Yesterday the basketball world said good-bye to one the best coaches in its history, and more importantly, a wonderful human being.
Emporia, KS native Dean Smith played for and coached under Kansas' legendary coach, Phog Allen, but he went on to establish legendary status of his own at North Carolina, his fast-breaking style and tough trapping defenses helping to revolutionize the game forever.
Hired as an assistant in 1958 to North Carolina coach Frank McGuire, Smith took on the monumental challenge of stabilizing a Tar Heel program that was near death after being found guilty of major NCAA infractions coupled with a point shaving scandal of 1961 that saw McGuire's resignation.
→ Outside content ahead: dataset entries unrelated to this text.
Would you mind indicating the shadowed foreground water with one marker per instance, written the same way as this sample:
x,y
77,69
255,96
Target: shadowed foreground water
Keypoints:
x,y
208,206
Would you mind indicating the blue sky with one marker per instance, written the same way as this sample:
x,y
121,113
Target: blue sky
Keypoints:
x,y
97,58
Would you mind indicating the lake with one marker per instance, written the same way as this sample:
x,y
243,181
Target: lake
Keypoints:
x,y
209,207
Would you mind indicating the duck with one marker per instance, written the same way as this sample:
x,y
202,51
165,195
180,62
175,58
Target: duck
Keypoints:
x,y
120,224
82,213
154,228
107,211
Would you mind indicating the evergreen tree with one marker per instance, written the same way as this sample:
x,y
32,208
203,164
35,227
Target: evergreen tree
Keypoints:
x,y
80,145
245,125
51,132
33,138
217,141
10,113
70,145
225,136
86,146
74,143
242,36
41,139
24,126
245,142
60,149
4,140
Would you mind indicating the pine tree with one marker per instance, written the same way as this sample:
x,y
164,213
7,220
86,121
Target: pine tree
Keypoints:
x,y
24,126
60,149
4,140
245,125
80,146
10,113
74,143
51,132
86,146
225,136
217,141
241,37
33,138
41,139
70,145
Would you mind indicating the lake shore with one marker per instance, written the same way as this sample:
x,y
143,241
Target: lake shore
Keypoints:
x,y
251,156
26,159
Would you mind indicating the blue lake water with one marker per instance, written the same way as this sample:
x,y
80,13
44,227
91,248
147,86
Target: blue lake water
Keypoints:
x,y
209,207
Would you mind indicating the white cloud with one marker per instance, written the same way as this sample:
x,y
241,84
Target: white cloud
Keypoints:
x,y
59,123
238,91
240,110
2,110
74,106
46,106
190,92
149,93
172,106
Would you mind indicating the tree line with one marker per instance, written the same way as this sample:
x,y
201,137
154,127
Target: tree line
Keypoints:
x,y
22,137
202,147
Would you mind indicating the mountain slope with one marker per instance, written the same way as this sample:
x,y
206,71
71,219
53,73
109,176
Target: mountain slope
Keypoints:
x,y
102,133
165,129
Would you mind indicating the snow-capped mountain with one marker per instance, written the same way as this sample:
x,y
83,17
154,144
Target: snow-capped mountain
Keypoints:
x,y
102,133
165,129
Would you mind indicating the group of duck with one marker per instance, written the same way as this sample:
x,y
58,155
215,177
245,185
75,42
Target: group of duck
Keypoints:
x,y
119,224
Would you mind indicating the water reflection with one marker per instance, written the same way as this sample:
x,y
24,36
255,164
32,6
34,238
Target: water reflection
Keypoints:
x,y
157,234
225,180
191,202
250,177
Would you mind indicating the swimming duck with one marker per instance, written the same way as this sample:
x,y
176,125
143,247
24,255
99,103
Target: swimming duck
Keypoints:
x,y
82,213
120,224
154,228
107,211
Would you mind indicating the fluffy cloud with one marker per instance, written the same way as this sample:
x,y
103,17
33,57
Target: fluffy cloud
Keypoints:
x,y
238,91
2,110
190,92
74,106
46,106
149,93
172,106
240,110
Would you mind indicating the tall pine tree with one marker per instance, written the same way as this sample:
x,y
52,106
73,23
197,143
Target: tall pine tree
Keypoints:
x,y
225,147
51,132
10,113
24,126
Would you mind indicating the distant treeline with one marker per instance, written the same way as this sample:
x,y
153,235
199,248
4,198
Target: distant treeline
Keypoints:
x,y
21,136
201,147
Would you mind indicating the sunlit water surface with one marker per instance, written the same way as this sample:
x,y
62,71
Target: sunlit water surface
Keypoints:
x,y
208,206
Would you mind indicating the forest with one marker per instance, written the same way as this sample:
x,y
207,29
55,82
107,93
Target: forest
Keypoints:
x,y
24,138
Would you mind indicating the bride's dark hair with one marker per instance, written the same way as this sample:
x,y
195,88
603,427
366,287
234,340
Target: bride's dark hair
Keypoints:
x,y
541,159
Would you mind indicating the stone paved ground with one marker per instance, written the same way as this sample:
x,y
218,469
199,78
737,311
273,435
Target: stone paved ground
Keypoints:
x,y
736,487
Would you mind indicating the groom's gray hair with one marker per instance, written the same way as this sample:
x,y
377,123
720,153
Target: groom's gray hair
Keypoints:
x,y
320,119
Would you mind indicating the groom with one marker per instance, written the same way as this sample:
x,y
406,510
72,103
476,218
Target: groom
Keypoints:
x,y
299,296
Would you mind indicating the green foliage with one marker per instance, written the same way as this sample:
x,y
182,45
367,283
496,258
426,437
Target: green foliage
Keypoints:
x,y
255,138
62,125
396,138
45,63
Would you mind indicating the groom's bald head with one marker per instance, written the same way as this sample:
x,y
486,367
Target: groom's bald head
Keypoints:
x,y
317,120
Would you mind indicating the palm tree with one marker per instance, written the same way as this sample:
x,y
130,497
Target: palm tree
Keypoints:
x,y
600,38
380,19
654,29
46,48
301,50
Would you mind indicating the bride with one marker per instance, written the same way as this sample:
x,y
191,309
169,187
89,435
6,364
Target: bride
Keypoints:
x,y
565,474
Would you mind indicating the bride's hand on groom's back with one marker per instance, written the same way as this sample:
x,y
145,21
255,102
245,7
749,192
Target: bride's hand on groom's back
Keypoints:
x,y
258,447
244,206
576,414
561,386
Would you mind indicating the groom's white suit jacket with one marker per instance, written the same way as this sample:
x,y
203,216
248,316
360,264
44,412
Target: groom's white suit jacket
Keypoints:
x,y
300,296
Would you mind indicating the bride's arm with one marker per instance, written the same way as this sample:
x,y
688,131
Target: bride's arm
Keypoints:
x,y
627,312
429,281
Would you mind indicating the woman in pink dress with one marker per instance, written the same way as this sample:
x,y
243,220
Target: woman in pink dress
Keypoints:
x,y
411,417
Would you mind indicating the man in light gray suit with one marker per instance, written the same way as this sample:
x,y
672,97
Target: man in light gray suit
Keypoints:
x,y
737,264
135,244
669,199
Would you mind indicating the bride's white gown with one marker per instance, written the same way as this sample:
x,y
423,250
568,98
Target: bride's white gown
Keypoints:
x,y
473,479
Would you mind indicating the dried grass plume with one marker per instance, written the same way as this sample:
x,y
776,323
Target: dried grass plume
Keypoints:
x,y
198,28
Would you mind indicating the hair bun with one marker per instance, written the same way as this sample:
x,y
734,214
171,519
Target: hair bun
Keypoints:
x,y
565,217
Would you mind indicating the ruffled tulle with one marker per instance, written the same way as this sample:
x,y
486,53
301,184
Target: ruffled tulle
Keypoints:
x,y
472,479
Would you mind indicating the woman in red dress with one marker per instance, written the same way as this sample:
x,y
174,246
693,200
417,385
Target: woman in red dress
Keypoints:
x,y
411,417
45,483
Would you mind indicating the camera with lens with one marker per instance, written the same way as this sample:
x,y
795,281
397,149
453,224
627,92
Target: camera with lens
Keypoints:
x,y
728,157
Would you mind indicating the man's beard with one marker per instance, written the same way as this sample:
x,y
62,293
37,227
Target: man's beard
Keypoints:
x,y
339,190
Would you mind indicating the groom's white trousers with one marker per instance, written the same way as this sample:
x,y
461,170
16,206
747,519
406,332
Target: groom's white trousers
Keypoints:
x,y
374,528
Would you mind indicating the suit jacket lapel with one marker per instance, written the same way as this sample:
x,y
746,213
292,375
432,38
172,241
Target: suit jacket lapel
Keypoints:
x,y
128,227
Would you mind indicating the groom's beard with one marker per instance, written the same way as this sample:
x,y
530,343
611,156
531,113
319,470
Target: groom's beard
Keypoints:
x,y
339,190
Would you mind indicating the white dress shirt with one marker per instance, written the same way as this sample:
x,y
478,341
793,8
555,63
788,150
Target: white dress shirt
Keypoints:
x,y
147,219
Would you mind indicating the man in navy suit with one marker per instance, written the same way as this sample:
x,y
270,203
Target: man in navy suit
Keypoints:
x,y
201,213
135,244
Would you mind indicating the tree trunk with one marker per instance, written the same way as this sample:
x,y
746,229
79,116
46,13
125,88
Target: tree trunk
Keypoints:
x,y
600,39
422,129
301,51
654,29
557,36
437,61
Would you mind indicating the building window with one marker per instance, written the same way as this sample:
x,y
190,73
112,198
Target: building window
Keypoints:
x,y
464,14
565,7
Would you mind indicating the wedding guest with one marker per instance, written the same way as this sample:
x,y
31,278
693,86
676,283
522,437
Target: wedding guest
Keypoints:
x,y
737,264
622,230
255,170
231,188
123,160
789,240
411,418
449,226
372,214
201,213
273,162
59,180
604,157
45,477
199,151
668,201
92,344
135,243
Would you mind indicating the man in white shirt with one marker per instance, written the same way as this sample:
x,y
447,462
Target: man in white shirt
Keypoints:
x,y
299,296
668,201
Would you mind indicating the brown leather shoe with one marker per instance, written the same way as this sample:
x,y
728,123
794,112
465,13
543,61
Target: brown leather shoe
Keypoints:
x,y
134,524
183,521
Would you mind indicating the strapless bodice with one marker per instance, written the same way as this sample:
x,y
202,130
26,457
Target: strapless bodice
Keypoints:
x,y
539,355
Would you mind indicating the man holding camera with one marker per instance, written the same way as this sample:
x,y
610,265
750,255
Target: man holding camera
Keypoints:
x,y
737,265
Unthinkable as it may seem today, due to those sanctions North Carolina moved to de-emphasize their basketball program. Taking that job, under those circumstances, could have derailed Smith's career. Yet, armed with the patient integrity that would become synonymous with his name and career, Smith rebuilt and redeemed the Carolina program. Just five years after disgrace, Smith led the Tar Heels to the 1967 Final Four. It would be the first of three straight trips to the national semi-finals on his way to 11 Final Four appearances total and 2 National Titles in 36 years.
The University of Kansas tried to get Coach Smith back a few times, and while he chose to stay and further cement his legacy at Carolina, he never forgot his Alma Mater, doing his best to strengthen it from afar. It was Smith who suggested to Kansas that they hire his former player, Larry Brown, in 1983, a time when the Kansas basketball was at its lowest point in its history. After Brown brought a title to Lawrence in 1988 and then left, it was Coach Smith yet again who offered up the perfect candidate to sustain the returned success at Kansas - his longtime assistant, Roy Williams.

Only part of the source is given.